CAIRO — As Saudi Arabia tightens the screws on its weak southern neighbor, the war it launched in Yemen over two years ago appears more intractable than ever, with nothing but further suffering in sight.
Despite crushing air power by the Saudi-led coalition seeking to reinstall the country's exiled president, which has reduced much of the north to rubble, Yemen's Shiite rebels, with the political backing of Iran, still hold large swaths of territory, including the capital, Sanaa.
And while the US-supported coalition's recent tightening of a blockade to include aid shipments might be intended to starve the rebels into submission, they remain dug in to difficult, mountainous and urban terrain.
Unlike other regional conflicts in Syria or Libya, no side is winning, and peace talks are nonexistent. With both sides deeply committed to victory, face-saving exits are elusive, especially with the Saudi-Iranian rivalry heating up. The war, which has killed more than 10,000 civilians and pushed millions of Yemenis to the brink of famine, appears unlikely to end any time soon.
A look at the impasse:
HOUTHIS WEAKENED BUT DUG IN
On much of the ground and especially in the north, the battle-hardened Shiite rebels known as Houthis hold the upper hand. They control most state institutions and fortifications, are well-armed, and are backed by the remnants of a powerful army built up by former President Ali Abdullah Saleh. Infrastructure, such as health care, water and electricity however, are failing.

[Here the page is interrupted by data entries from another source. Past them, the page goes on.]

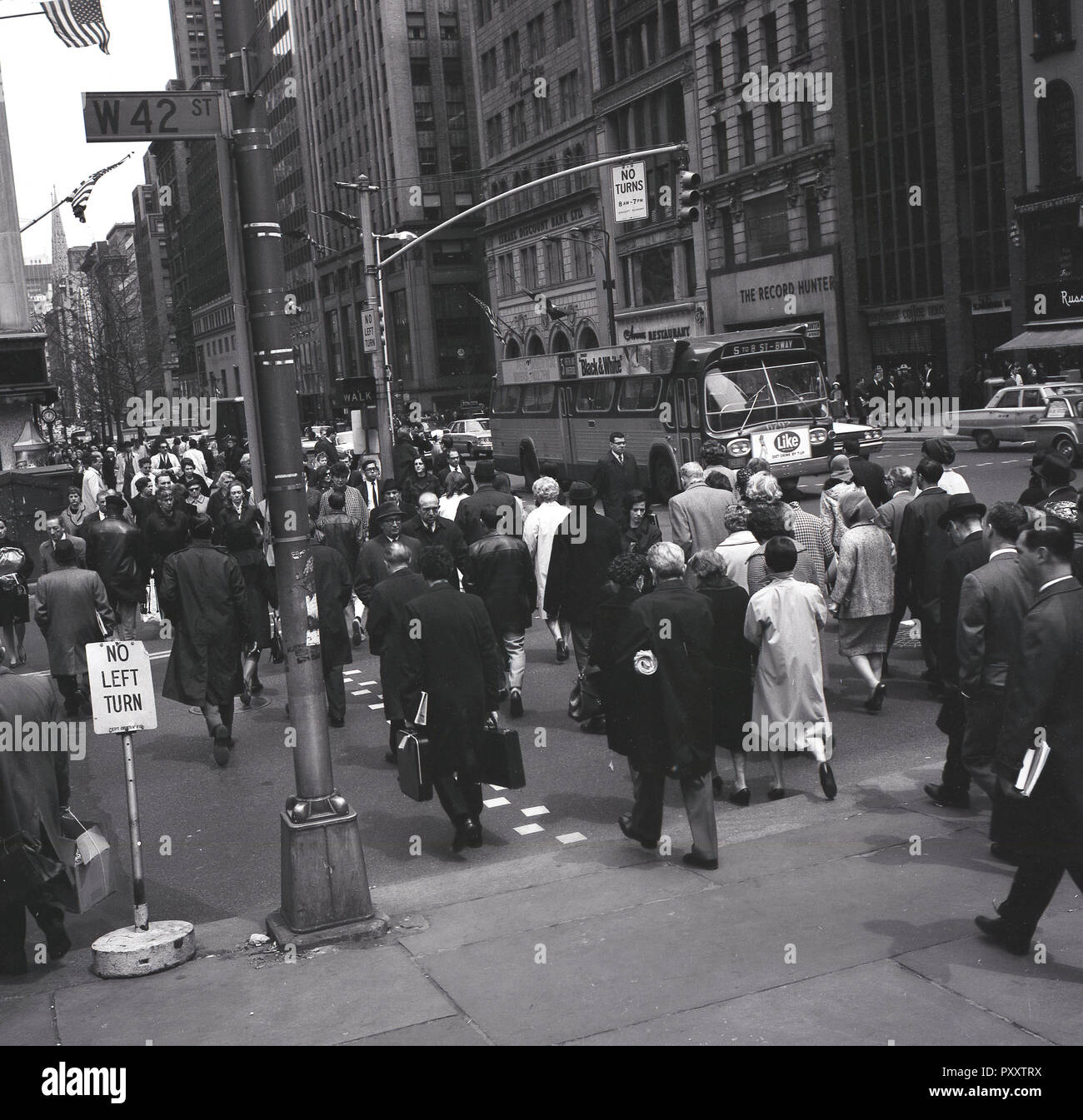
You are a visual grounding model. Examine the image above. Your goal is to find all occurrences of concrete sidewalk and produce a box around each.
[0,762,1083,1046]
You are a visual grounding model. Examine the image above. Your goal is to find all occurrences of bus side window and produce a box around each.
[687,377,700,431]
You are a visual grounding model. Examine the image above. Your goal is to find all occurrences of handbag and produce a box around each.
[571,672,601,721]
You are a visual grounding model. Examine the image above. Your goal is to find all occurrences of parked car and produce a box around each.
[448,418,493,458]
[1024,393,1083,462]
[944,382,1083,451]
[835,420,884,455]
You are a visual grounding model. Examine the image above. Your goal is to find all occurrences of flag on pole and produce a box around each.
[64,152,131,223]
[466,291,504,341]
[42,0,108,55]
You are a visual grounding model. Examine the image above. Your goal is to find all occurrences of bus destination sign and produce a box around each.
[722,338,804,357]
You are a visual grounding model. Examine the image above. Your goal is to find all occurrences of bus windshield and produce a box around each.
[703,361,826,431]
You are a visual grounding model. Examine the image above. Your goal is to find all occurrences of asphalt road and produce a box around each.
[42,441,1029,943]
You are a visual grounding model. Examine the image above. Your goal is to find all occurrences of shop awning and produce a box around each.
[996,324,1083,353]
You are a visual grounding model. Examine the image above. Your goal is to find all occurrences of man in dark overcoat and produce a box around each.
[616,541,718,870]
[590,431,640,525]
[0,667,74,975]
[975,525,1083,957]
[159,516,251,766]
[402,545,502,851]
[539,483,624,673]
[368,541,430,764]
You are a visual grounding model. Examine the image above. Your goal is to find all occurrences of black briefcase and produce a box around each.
[481,727,527,789]
[396,730,432,801]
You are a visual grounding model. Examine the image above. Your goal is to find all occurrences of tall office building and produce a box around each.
[1006,0,1083,381]
[829,0,1028,394]
[292,0,493,411]
[465,0,614,358]
[692,0,845,379]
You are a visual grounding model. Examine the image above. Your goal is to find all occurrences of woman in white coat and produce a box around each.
[523,475,571,661]
[742,536,838,801]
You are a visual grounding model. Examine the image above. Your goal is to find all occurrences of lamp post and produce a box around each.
[544,225,617,346]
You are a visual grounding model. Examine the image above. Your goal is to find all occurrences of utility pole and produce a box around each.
[222,0,387,948]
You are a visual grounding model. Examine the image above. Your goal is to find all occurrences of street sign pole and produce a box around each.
[222,0,387,947]
[87,642,196,979]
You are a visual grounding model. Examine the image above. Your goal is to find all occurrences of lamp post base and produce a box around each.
[267,809,387,948]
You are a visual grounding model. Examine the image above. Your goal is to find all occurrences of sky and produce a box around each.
[0,0,177,261]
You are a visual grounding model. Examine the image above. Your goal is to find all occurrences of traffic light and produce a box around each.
[676,172,701,224]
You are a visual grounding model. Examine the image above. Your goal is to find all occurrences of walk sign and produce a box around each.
[87,642,158,734]
[612,159,651,222]
[82,90,224,143]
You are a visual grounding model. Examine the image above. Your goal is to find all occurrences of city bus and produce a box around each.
[489,324,835,500]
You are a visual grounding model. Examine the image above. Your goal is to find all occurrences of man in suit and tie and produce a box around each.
[670,462,735,560]
[590,431,640,525]
[38,517,87,575]
[975,524,1083,957]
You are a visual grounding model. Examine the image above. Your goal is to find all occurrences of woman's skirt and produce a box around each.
[839,615,891,658]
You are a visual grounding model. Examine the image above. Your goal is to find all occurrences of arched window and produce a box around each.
[1038,81,1077,187]
[550,331,571,354]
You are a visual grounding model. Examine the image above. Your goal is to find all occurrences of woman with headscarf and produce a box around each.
[921,439,970,494]
[684,549,755,806]
[621,490,662,556]
[524,475,571,661]
[827,490,896,712]
[217,480,277,708]
[0,520,33,669]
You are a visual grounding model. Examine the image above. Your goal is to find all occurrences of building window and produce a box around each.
[1034,0,1073,58]
[745,191,790,261]
[1038,81,1076,186]
[527,12,546,62]
[759,12,778,66]
[504,32,522,77]
[790,0,809,55]
[738,110,756,167]
[553,0,576,47]
[560,71,579,123]
[767,101,781,156]
[482,47,497,93]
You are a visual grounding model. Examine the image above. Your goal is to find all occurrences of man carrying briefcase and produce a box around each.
[401,545,503,853]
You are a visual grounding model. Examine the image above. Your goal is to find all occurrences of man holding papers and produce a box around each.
[975,517,1083,957]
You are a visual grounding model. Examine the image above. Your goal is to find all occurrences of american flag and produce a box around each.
[42,0,108,55]
[66,152,131,223]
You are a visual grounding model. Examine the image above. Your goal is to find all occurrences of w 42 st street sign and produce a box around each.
[82,91,223,143]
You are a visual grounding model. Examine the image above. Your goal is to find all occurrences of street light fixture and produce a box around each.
[543,225,617,346]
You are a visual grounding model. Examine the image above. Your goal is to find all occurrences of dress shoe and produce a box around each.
[923,784,970,809]
[214,724,233,766]
[865,681,887,712]
[452,817,482,851]
[820,763,839,801]
[617,814,658,851]
[681,851,718,871]
[975,914,1031,957]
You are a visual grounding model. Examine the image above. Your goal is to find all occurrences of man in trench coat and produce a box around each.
[615,541,718,870]
[33,541,115,718]
[975,526,1083,957]
[401,545,503,851]
[160,515,250,766]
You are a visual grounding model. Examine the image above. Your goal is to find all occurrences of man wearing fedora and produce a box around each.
[975,525,1083,957]
[925,494,989,809]
[354,502,421,607]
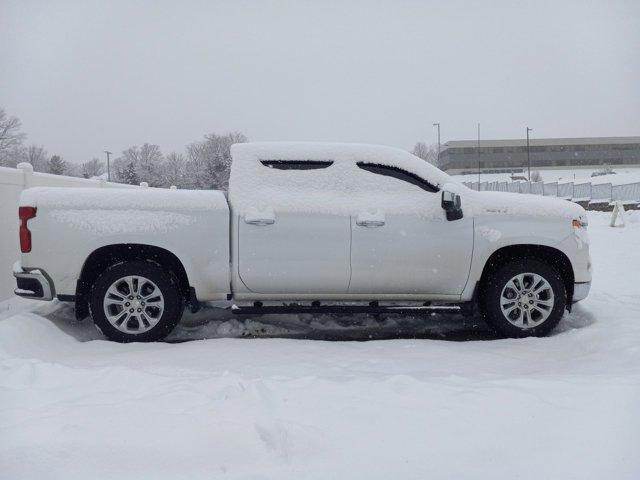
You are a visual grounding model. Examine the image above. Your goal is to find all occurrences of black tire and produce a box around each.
[89,260,184,343]
[478,258,567,338]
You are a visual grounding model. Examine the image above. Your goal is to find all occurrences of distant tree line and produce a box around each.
[0,107,438,189]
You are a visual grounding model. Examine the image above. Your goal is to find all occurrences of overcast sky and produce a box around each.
[0,0,640,162]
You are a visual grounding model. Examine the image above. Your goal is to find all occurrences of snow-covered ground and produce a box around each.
[454,167,640,185]
[0,212,640,480]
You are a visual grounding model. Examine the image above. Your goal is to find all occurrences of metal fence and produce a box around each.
[464,181,640,204]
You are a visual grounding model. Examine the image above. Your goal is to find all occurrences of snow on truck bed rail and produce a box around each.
[20,187,228,211]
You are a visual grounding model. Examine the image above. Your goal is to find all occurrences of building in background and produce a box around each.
[440,137,640,174]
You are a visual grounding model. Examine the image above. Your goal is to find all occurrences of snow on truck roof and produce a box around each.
[229,142,452,215]
[231,142,450,185]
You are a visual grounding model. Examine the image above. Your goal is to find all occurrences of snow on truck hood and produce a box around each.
[20,187,228,211]
[459,187,586,220]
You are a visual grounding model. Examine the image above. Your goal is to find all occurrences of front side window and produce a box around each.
[357,162,438,193]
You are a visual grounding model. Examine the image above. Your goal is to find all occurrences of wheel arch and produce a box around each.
[480,244,575,308]
[75,243,193,319]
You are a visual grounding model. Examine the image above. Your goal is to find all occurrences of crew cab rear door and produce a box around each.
[237,160,351,295]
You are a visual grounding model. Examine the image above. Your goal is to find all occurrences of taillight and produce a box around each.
[18,207,36,253]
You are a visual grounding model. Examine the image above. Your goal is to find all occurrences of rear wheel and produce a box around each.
[479,258,567,337]
[90,260,184,342]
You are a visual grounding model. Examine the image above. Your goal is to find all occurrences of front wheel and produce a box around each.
[479,258,567,338]
[90,260,184,342]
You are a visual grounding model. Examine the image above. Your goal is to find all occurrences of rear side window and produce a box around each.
[357,162,438,193]
[260,160,333,170]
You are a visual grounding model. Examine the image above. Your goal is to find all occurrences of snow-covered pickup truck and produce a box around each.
[14,143,591,341]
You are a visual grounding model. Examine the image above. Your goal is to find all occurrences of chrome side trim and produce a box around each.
[13,265,54,300]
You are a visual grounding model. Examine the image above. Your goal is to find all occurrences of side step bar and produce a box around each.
[231,302,465,315]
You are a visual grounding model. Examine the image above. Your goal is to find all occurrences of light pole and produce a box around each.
[478,122,480,191]
[527,127,533,183]
[104,150,113,182]
[433,122,440,168]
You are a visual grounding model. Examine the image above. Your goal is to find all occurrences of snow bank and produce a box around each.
[20,187,228,211]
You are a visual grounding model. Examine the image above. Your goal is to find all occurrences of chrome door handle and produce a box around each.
[356,220,384,228]
[244,217,276,227]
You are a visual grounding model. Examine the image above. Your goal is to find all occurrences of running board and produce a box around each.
[231,302,464,315]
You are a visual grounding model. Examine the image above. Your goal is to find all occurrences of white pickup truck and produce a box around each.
[14,143,591,342]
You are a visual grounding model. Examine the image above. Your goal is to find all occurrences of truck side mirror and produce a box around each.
[442,190,463,221]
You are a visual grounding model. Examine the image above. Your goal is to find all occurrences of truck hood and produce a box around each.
[461,189,586,220]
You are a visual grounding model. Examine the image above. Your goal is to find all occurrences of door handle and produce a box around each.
[244,217,276,227]
[356,220,384,228]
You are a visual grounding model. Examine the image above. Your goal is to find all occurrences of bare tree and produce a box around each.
[186,132,248,189]
[162,152,186,187]
[0,107,25,166]
[114,143,163,187]
[411,142,438,167]
[47,155,67,175]
[20,145,49,172]
[82,157,104,178]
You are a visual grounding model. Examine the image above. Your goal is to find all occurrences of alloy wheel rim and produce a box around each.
[500,272,555,330]
[103,275,164,335]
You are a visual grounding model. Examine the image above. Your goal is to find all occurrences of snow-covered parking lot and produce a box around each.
[0,212,640,479]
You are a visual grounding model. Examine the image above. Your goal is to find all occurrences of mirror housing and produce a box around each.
[442,190,463,222]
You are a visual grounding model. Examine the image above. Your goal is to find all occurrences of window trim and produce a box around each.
[260,160,333,170]
[356,162,440,193]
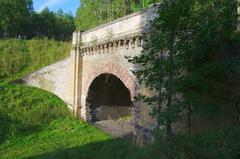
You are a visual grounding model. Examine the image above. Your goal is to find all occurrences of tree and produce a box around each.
[129,0,239,134]
[76,0,159,31]
[0,0,33,37]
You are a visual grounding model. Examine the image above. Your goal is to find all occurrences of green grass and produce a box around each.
[0,39,150,159]
[0,82,150,159]
[0,39,240,159]
[0,39,71,82]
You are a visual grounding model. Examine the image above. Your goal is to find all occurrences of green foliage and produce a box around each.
[152,127,240,159]
[76,0,159,31]
[0,0,32,37]
[0,39,71,81]
[28,8,75,41]
[130,0,239,133]
[0,0,75,41]
[0,83,70,143]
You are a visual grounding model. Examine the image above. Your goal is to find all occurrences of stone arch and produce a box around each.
[83,63,139,100]
[81,63,141,122]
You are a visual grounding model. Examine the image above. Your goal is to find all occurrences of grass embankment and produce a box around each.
[0,39,71,82]
[0,40,240,159]
[0,39,146,159]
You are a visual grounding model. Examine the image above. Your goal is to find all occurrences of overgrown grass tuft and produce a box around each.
[0,83,70,143]
[0,39,71,82]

Opposing them are a jumble of forces ostensibly loyal to exiled President Abed Rabbo Mansour Hadi, and a collection of tribes under nominal tutelage of Saudi Arabia and its main coalition partner, the United Arab Emirates.
These forces control most of the south, including the port city of Aden, Yemen's second largest and the official seat of Hadi's government, but a place where weak security, local factional power struggles and repeated attacks have kept him away for most of the year.
Neither the Saudis nor the UAE appear to have forces capable of taking over the whole country. An earlier drive northward ended up in tragedy for the coalition, with over 100 Emirati soldiers killed in combat so far.
NO LEADERS LEFT
After all the fighting, to say Yemen lacks leaders with broad consensus is an understatement.
The Houthis, a long-neglected Shiite offshoot in the north, consider themselves revolutionaries fighting corruption. But their enigmatic leader, Abdul-Malik al-Houthi, appears only rarely, and his appeal has little reach beyond the bounds of sectarianism.
Likewise, his erstwhile ally Saleh, who once mastered the country with a deft tribal balancing act until he was deposed in a 2011 Arab Spring uprising, now has little comprehensive appeal, although some yearn for the pre-war days when he ruled. The two have reportedly fallen out, with news occasionally surfacing that the Houthis have put Saleh under house arrest.
Hadi, meanwhile, has fared no better as a potential leader of a post-war Yemen. Now in exile in Riyadh, the Saudis have prevented him from travelling to Aden since February, saying it's not safe. As his influence waned, the UAE built up its own force in the area, training and financing militias loyal to it.
THE COALITION'S COMPETING AGENDAS
The UAE's rising clout in the south, where it has backed alternate local leaders, has led to friction with Hadi and further undermined his rule.
And while not at odds with the Saudis, the UAE prefers supporting ultraconservative Salafi groups as a bulwark against Islamist organizations it loathes, like the local branch of the Muslim Brotherhood, which the Saudis have given a pass in Yemen.
Riyadh has also historically been more tolerant of more hard-core Sunni-inspired fighters, blurring the lines regarding who the coalition should consider friend or foe in southern Yemen. Al-Qaida and Islamic State group affiliates operate there, sometimes striking targets in Aden and other southern cities.
The same goes for the lawless east, a vast desert with little state control and occasional US drone strikes on militants. While minor, the differences highlight potential pitfalls in efforts to unify the south, let alone the larger country with its diverse tribal mosaic.
IRAN DISENFRANCHISED
While the Saudi-led coalition's air power and naval blockade cannot bring victory on its own, it has made a large-scale Iranian intervention nearly impossible.
Tehran, while ideologically close to the Houthis and happy to give them political and diplomatic backing, denies supplying them with weapons. Small arms shipments on fishing boats are occasionally intercepted en route to Yemen, and both the US Navy and coalition forces accuse the Iranians of gun-running.
No one can say for sure which is ultimately true, but the blockade has largely held and prevented quantities of game-changing weapons from entering the country.
Saleh built up an impressive weapons stockpile over the years that included missiles, and those fired into Saudi Arabia earlier in the week may indeed have been locally manufactured, as the Houthis contend, despite US and Saudi allegations to the contrary.
While the Houthis and Iran briefly operated direct flights between their capitals at the beginning of the war, no such route exists today, making any potential Iranian resupply efforts extremely difficult. Tiny sailboats may be able to smuggle small parts like guidance systems via costal routes, however.